NorthStar expands into cardiac SPECT with new licensing deal
NorthStar Medical Technologies is moving further into the cardiac imaging space after signing a new licensing agreement with St. Louis-based Capella Imaging, the companies announced Tuesday.
As part of the deal, the Beloit, Wisconsin-based radioisotope company has acquired exclusive rights from Capella to develop and investigate a new fibrin-targeted diagnostic imaging agent used in single-photon emission computerized tomography (SPECT) exams.
The compound—FibroScint—is labeled with the radioisotope technetium-99m, and may help patients with a myriad of cardiovascular conditions, such as blood clots associated with left ventricular assist devices (LVADs), deep vein thrombosis, pulmonary embolism and acute coronary syndrome.
Senior VP and Chief Science Officer of NorthStar, James T. Harvey, PhD, said patients with severe heart failure diagnoses often have few options, which typically include a heart transplant, LVADs or hospice. But he believes more can be done.

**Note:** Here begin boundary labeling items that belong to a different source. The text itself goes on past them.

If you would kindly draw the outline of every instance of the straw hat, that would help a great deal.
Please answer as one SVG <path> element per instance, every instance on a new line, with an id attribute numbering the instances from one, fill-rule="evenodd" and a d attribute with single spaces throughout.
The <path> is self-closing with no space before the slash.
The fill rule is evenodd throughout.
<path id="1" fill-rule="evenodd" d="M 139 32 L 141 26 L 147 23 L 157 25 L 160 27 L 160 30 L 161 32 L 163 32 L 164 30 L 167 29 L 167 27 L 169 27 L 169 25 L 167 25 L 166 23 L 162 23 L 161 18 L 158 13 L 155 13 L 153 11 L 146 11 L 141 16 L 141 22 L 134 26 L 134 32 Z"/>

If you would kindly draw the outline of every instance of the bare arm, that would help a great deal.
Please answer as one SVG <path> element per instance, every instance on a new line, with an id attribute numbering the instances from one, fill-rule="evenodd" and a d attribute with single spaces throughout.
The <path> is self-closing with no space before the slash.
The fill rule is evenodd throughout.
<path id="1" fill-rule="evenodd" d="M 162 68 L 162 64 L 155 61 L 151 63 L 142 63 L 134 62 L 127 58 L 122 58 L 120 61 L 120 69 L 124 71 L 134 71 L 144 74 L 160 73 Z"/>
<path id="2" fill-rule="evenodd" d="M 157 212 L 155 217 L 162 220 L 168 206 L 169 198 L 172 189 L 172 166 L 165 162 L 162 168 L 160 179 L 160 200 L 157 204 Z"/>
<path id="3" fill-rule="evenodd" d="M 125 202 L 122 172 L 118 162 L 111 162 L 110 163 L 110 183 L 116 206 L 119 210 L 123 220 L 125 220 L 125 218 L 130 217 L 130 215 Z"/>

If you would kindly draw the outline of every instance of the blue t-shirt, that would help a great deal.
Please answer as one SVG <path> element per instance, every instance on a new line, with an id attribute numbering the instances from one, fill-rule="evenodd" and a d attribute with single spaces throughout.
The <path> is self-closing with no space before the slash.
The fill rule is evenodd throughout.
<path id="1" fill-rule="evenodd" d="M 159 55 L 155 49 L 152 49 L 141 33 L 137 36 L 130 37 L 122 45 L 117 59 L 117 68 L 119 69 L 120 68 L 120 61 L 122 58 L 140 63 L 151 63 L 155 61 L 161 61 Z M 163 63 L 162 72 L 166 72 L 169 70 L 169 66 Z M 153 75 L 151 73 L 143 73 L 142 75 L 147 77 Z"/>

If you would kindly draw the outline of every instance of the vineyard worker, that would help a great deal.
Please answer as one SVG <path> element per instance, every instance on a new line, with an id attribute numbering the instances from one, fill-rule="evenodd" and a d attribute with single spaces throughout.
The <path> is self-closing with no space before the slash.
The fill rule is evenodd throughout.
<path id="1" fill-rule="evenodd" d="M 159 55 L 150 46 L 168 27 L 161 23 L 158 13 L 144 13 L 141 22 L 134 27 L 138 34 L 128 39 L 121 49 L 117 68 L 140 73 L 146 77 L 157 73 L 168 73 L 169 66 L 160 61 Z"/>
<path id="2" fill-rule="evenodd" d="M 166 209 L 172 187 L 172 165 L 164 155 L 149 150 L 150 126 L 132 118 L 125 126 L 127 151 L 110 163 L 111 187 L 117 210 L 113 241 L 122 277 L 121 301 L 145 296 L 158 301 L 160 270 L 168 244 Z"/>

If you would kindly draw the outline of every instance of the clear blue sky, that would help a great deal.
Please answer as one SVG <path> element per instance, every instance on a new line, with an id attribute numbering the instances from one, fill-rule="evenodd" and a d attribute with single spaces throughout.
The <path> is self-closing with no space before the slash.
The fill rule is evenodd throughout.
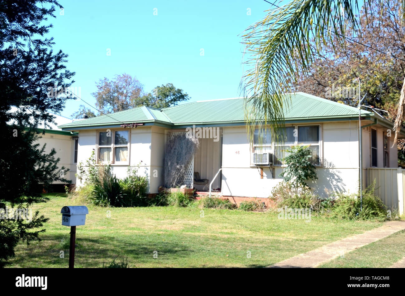
<path id="1" fill-rule="evenodd" d="M 69 55 L 67 68 L 76 72 L 72 86 L 93 106 L 96 81 L 123 73 L 136 76 L 148 92 L 172 83 L 190 101 L 239 96 L 240 34 L 270 6 L 263 0 L 60 3 L 64 15 L 57 11 L 49 20 L 53 49 Z M 62 115 L 70 117 L 81 104 L 69 101 Z"/>

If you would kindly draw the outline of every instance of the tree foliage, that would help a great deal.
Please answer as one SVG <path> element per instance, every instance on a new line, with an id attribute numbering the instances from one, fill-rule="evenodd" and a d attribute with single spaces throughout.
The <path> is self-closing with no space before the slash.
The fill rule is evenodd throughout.
<path id="1" fill-rule="evenodd" d="M 157 109 L 175 106 L 178 103 L 188 101 L 190 98 L 182 89 L 177 89 L 171 83 L 158 86 L 141 98 L 143 105 Z"/>
<path id="2" fill-rule="evenodd" d="M 69 98 L 49 96 L 49 87 L 66 88 L 74 73 L 66 70 L 67 55 L 54 52 L 53 38 L 44 38 L 52 25 L 43 25 L 54 17 L 56 1 L 16 0 L 0 3 L 0 208 L 6 205 L 28 208 L 47 200 L 36 190 L 63 178 L 68 169 L 59 170 L 56 151 L 45 152 L 45 145 L 36 144 L 38 127 L 54 123 L 49 112 L 58 113 Z M 12 108 L 17 110 L 11 112 Z M 3 212 L 3 214 L 4 212 Z M 38 212 L 32 220 L 0 219 L 0 266 L 8 264 L 20 239 L 27 243 L 40 239 L 40 228 L 48 218 Z"/>
<path id="3" fill-rule="evenodd" d="M 96 117 L 94 112 L 89 108 L 86 108 L 84 105 L 81 105 L 79 107 L 79 111 L 74 112 L 72 114 L 72 118 L 76 119 L 83 118 L 85 115 L 88 118 Z"/>
<path id="4" fill-rule="evenodd" d="M 182 89 L 176 88 L 171 83 L 157 86 L 151 92 L 145 93 L 141 82 L 125 73 L 116 75 L 111 80 L 104 77 L 100 79 L 96 86 L 98 90 L 92 94 L 96 98 L 98 109 L 104 114 L 142 106 L 165 108 L 190 98 Z M 89 115 L 85 109 L 81 109 L 78 114 L 76 113 L 74 114 L 75 116 Z"/>
<path id="5" fill-rule="evenodd" d="M 373 23 L 379 26 L 373 2 L 364 1 L 363 11 L 366 18 L 374 18 L 375 22 Z M 403 20 L 404 5 L 405 2 L 401 1 L 397 6 L 388 6 L 388 10 L 399 11 L 398 15 Z M 368 23 L 359 21 L 360 11 L 357 1 L 295 0 L 280 7 L 273 4 L 263 19 L 247 29 L 243 42 L 247 56 L 244 64 L 247 70 L 241 87 L 247 98 L 245 118 L 251 142 L 257 125 L 259 127 L 270 125 L 273 130 L 283 128 L 283 110 L 290 102 L 289 95 L 284 94 L 293 90 L 298 81 L 298 73 L 310 73 L 325 47 L 338 55 L 347 42 L 361 38 L 360 32 Z M 403 40 L 398 41 L 403 43 Z M 362 56 L 358 57 L 361 60 Z M 398 106 L 395 140 L 405 112 L 404 84 Z M 279 133 L 272 134 L 276 137 Z"/>
<path id="6" fill-rule="evenodd" d="M 143 86 L 129 74 L 116 75 L 110 80 L 104 77 L 96 84 L 97 91 L 92 94 L 96 98 L 96 106 L 104 114 L 126 110 L 136 105 Z"/>
<path id="7" fill-rule="evenodd" d="M 372 14 L 360 12 L 362 30 L 356 39 L 359 43 L 347 40 L 336 52 L 333 44 L 328 44 L 317 53 L 313 40 L 310 46 L 315 57 L 309 72 L 298 68 L 293 90 L 321 97 L 325 97 L 333 86 L 335 89 L 353 87 L 357 92 L 358 84 L 354 84 L 352 80 L 359 77 L 360 97 L 365 95 L 363 104 L 388 110 L 389 118 L 394 118 L 397 110 L 393 107 L 398 104 L 405 70 L 405 28 L 401 25 L 396 9 L 399 5 L 399 0 L 384 3 L 373 1 L 369 8 Z M 339 97 L 339 94 L 335 94 L 335 97 L 326 98 L 357 106 L 358 92 L 354 98 Z"/>
<path id="8" fill-rule="evenodd" d="M 297 145 L 286 150 L 289 155 L 283 161 L 287 167 L 283 170 L 279 176 L 284 177 L 284 180 L 290 182 L 295 188 L 309 187 L 306 182 L 307 180 L 318 178 L 315 167 L 310 161 L 312 151 L 308 147 Z"/>

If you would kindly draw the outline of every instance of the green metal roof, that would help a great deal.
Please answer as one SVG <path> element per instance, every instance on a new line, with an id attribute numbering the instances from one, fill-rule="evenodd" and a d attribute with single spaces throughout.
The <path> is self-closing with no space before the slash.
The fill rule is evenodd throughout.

“While LVADs significantly improve a patient’s survival and quality of life, they are also associated with complications such as thromboembolic events and gastrointestinal bleeding, and anticoagulation therapies may further exacerbate these bleeding events,” Harvey said in the announcement. “There is a need for diagnostic imaging tools that can inform clinical management and monitoring of heart failure patients using LVADs, with the aim of reducing some of these complications, and NorthStar plans to investigate FibroScint to help meet this need.”
Per the agreement, NorthStar will be investing $1 million in Capella equity as the latter seeks out federal funding grants; both allotments will go toward completing the phase 1 clinical development of the FibroScint imaging agent. NorthStar also has the option to make further equity investment to support future clinical trials. Those payments would be contingent upon meeting certain regulatory and revenue milestones, according to the announcement.
NorthStar also recently announced that it has received U.S. Food and Drug Administration approval for two additional molybdenum-99 filling lines at its Columbia, Missouri, production plant. The greenlight means “an immediate increase in Mo-99 production efficiencies” at that location, President and CEO Stephen Merrick said.